Location and Dialects
Aralle-Tabulahan is a language of interior West Sulawesi. It comprises three dialects: Aralle, Mambi and Tabulahan. Oral traditions point to Tabulahan as the original homeland from which the others migrated. Tabulahan, today principally a Christian area, is located on the Bone Hau, a northward-flowing watercourse which eventually joins the Karama River. Aralle and Mambi on the other hand are Muslim communities located on separate tributaries of the southward-flowing Maloso River. For locations, see maps in George (1996:29) and Strømme (1987:21).
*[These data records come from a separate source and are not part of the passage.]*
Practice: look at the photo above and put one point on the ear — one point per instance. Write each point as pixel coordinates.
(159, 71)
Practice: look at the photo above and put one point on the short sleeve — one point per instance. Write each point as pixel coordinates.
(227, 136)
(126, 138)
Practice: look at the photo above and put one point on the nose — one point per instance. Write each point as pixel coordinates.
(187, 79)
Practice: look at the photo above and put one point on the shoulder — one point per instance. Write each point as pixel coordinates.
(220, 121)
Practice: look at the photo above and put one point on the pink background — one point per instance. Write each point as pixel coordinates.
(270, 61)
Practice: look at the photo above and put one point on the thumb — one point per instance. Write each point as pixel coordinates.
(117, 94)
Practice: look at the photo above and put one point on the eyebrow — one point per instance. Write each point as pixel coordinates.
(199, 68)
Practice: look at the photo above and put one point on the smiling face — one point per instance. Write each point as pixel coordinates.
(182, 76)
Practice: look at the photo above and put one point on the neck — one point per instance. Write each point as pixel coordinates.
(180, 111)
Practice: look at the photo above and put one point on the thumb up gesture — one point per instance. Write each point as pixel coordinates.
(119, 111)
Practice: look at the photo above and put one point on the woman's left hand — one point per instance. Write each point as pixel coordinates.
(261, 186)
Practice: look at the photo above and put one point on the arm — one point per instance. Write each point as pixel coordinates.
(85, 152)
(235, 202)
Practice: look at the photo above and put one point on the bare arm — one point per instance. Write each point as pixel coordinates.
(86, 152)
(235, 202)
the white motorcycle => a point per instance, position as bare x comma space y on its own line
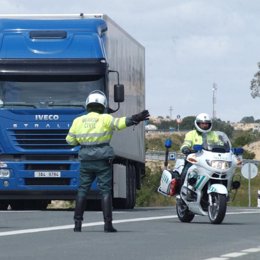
208, 181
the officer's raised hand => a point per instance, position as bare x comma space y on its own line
137, 118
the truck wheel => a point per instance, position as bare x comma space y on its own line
217, 210
129, 201
29, 204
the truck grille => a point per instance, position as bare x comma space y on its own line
47, 181
49, 139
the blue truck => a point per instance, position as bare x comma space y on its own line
48, 66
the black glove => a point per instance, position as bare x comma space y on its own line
137, 118
186, 150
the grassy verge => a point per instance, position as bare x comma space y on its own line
148, 195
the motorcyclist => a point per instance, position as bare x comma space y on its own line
203, 125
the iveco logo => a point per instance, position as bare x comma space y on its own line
46, 117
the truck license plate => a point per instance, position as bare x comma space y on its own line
39, 174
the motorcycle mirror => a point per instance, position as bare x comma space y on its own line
168, 143
238, 150
197, 147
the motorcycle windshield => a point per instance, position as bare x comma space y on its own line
216, 141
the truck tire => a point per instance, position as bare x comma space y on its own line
29, 204
129, 201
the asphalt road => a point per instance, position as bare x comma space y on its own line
143, 233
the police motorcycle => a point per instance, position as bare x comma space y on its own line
209, 180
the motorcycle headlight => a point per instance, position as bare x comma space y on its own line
219, 165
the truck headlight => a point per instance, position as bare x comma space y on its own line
219, 165
4, 173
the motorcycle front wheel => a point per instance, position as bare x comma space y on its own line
217, 210
183, 212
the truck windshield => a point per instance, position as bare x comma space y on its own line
47, 94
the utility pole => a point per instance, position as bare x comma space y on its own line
214, 89
171, 109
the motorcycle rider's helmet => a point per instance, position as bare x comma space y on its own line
201, 119
96, 101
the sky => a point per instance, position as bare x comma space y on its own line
190, 46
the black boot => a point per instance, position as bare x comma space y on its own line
78, 213
107, 213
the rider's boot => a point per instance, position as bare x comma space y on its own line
78, 213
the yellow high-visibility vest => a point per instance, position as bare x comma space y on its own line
94, 129
193, 137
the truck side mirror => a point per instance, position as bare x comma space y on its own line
119, 93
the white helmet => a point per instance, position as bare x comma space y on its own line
203, 118
96, 97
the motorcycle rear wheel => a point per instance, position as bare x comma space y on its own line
183, 212
217, 210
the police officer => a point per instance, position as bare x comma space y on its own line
93, 132
203, 124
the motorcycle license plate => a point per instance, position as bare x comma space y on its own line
53, 174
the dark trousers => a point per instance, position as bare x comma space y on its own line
89, 170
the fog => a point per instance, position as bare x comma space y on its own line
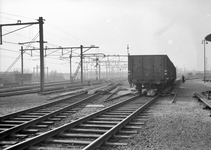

On solid evidence, Aralle-Tabulahan is classified as a member of the Pitu Ulunna Salu subgroup within the South Sulawesi stock of languages. From a lexicostatistical perspective, the Mambi dialect is transitional between Aralle-Tabulahan and Bambam, and could be regarded as a dialect of either (Strømme 1987:25, 27).
A 1984 survey estimated 12,000 speakers of Aralle-Tabulahan or, broken down by dialect, Aralle 5,500, Mambi 4,000, and Tabulahan 2,500 (Strømme 1987:29).
George, Kenneth M. 1996. Showing signs of violence: The cultural politics of a twentieth-century headhunting ritual. Berkeley: University of California Press.
Strømme, Kåre J. 1987. Kabupaten Polewali Mamasa, west-central section. UNHAS-SIL South Sulawesi sociolinguistic surveys, 1983–1987 (Workpapers in Indonesian Languages and Cultures, 5), edited by Timothy Friberg, 17–40. Ujung Pandang: Summer Institute of Linguistics.